Writer's block. It happens to the best of us. It's frustrating and can leave you feeling very unproductive but don’t lose hope because there is a way out!
In this article, I'll share with you how I beat the dreaded writer's block.
If you're struggling to make headway with a brand new article, start with some of the easier tasks such as: finding a cover photo, adding headings/placeholders, and starting a list of further reading resources.
It's amazing how starting out this way can give your article a shape from early on, and if you're like me, you'll get motivated and inspired in the process!
Who said you need to start a new article with full sentences. If you've committed to writing about a certain topic, chances are you know what main points you need to cover. Why not get these down quickly as bullet points or keywords, and let the sentences grow from these.
You can kill two birds with one stone here and plan the layout of your article with bullet points and headings.

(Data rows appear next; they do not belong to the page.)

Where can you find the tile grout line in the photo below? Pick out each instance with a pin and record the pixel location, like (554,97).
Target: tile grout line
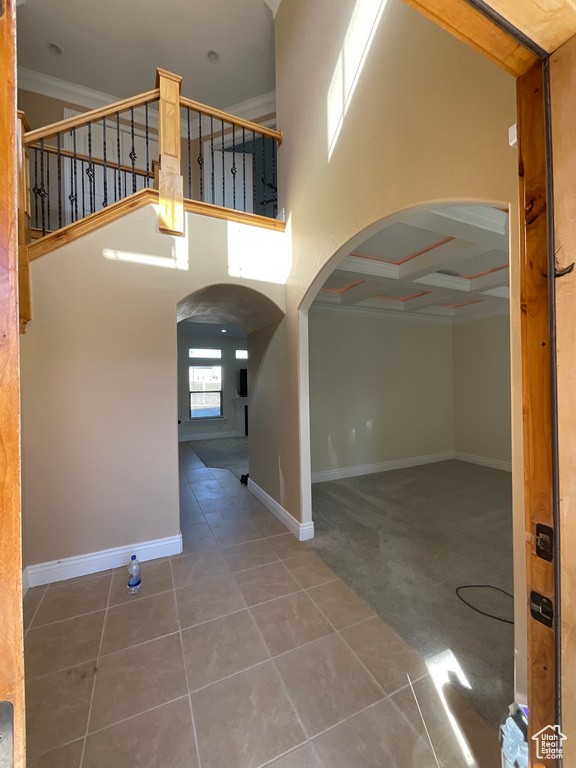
(194,730)
(35,612)
(96,675)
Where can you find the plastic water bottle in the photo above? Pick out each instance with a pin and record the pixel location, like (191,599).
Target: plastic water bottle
(134,580)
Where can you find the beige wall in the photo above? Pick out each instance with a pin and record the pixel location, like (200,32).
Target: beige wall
(380,390)
(230,379)
(99,380)
(481,360)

This is something I figured out when I wrote my first piece for a non-scientist audience. I couldn't seem to get the wording right. Everything I wrote seemed either too simple or too complicated, and I was close to throwing in the towel. Then, I started to talk about the topic out loud, as if I was telling a non-scientist friend, and I got the idea to record myself. And what I came out with was much better than anything I’d written!
If you can stand to hear a recording of yourself, you might be surprised how much this strategy can help you.

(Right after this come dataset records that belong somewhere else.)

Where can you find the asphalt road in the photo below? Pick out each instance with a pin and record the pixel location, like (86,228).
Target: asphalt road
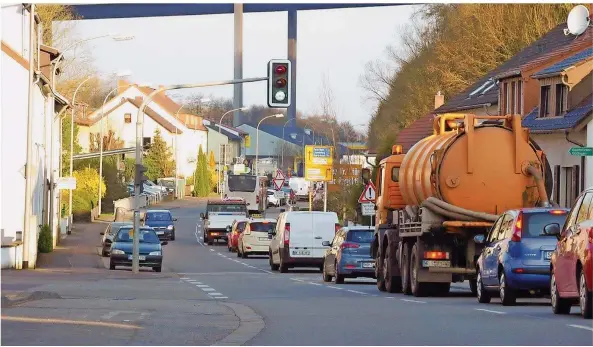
(299,309)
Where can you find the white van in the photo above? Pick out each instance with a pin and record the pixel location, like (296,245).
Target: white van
(298,239)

If you've been sitting in front of your screen for an hour (or 3!) without writing a single word, or if you've written and deleted the same sentence 40 times, it's probably time to take a break! This could be a quick cuppa and 10 minutes away from your computer, or a walk around the block.
If you've been at your computer all day, chances are you need to shut down for the evening, and come back to it tomorrow with fresh eyes.
Remember, Rome wasn’t built in a day!
This is useful if you have a rough draft and you don’t know where to go next. If your audience is a scientific one, ask a peer to go through your draft and jot down questions that come to them. This will help you to add in more detail if relevant, and to sharpen up the existing text.
Similarly, if your audience is a non-scientist member of the public, ask a friend or family member to have a look.
That was it for my top tips. What works for one may not work for another, and if you're still stuck for words after this article, I encourage you to ask around in your network. There is bound to be something out there that works for you.